Police said the car was rigged with about 300 pounds of dynamite. Cyprus' interior minister, Khristodoulos Veniamin, said: "It is clear the embassy was the intended target of the car bomb."
There was speculation that the attempt to blow up the embassy was to avenge the assassination of Khalil Wazir, the PLO's military chief, who was killed April 16 in Tunis by suspected Israeli agents.
However, the Palestine Liberation Organization's office in Nicosia issued a statement denying involvement in the explosion, saying it "strongly condemns this ugly crime."
Police said the driver of a Mitsubishi tried to park outside the four-story embassy building twice but was told by guards that he had to move. When asked for his identification, the driver took off at high speed and rammed another car at an intersection. Seconds later, the car exploded.
The fiery blast, about 200 yards from the embassy, killed the car's driver and two Cypriots.
The car's owner, a Lebanese, was in the vehicle but ran away just before the explosion. He was arrested and "is expected to assist police in their investigations," Veniamin said.
Police identified the arrested man as Omar Ahmad Hawillo, 28, a student at a Nicosia college who had arrived from Lebanon on March 21.
The car was blown apart by the explosion, which set four other vehicles on fire. Police said a briefcase containing a remote-control detonating device was found nearby.

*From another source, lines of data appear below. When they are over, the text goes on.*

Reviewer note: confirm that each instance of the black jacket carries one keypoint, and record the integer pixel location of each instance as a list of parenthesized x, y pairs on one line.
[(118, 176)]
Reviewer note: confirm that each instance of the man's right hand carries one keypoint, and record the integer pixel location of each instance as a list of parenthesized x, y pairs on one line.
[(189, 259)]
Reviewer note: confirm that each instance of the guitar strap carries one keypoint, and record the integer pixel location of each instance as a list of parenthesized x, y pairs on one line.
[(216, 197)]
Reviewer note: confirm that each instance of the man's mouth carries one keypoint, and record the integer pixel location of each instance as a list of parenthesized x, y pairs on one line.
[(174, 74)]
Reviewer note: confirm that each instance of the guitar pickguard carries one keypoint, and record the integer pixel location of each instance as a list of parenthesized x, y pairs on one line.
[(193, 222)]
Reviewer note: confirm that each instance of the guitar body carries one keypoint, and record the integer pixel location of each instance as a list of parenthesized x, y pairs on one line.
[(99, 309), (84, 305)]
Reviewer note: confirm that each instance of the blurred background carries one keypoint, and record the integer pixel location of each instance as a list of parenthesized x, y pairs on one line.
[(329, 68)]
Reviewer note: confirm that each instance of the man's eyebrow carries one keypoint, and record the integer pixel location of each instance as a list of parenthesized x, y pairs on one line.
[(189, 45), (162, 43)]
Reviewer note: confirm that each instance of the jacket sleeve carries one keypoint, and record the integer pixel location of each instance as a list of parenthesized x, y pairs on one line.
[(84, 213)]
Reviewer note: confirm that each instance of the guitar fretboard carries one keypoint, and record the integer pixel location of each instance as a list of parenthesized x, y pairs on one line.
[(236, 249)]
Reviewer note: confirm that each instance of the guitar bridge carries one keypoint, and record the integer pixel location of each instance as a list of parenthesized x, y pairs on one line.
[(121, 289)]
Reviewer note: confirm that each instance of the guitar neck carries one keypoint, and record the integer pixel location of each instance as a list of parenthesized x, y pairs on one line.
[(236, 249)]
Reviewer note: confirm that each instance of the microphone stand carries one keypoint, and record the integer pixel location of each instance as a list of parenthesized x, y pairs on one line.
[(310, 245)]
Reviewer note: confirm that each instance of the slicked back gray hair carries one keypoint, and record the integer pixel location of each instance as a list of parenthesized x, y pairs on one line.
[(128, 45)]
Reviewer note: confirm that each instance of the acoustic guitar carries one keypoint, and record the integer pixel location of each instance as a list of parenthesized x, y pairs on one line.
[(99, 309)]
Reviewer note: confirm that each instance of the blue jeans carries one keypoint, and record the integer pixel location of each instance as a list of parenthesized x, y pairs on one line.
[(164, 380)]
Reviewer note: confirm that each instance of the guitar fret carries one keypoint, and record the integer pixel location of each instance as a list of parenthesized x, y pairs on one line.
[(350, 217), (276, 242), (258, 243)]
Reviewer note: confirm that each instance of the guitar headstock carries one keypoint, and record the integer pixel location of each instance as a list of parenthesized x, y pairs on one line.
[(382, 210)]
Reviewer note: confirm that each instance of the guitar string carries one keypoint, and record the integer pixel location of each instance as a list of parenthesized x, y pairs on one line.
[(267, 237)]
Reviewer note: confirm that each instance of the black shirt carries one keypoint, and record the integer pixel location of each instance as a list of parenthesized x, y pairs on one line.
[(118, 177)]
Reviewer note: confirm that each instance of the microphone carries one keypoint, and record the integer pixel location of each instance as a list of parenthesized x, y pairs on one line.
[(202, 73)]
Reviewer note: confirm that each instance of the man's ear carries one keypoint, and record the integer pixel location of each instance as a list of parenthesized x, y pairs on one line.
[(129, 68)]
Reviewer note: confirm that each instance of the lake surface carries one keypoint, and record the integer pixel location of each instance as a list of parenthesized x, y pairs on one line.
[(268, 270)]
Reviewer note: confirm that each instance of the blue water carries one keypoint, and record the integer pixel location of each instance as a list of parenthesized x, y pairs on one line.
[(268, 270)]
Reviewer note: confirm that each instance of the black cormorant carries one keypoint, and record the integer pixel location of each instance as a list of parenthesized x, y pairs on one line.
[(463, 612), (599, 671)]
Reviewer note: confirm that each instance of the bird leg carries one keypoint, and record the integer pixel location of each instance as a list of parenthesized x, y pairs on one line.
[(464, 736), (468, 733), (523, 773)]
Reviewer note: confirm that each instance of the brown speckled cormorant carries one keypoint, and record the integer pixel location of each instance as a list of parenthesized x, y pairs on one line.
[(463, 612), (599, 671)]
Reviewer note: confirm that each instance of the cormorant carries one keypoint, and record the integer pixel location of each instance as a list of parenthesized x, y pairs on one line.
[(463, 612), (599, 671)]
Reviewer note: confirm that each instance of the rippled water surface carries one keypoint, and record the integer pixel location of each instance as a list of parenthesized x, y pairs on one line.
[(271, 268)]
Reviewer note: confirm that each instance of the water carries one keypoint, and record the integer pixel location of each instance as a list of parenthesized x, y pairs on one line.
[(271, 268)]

The charred remains of the driver were found 400 yards from the wreckage. Windows were shattered in the area and some of the embassy's windows were blown out. The embassy's press officer, Ben Matiatu, said no one in the building was hurt.
Police said the two Cypriots killed in the blast were a woman who was trapped in her burning car and a pedestrian.
An anonymous caller telephoned a Mideast bureau of NBC-TV to claim responsibility for the explosion in the name of the Palestinian terrorist Abu Nidal.
In Jerusalem, an Israeli Foreign Ministry statement said that "the explosion, in the wake of which innocent Cypriots were hurt, was another attempt to exploit the soil of Cyprus for terrorist attacks against Israel."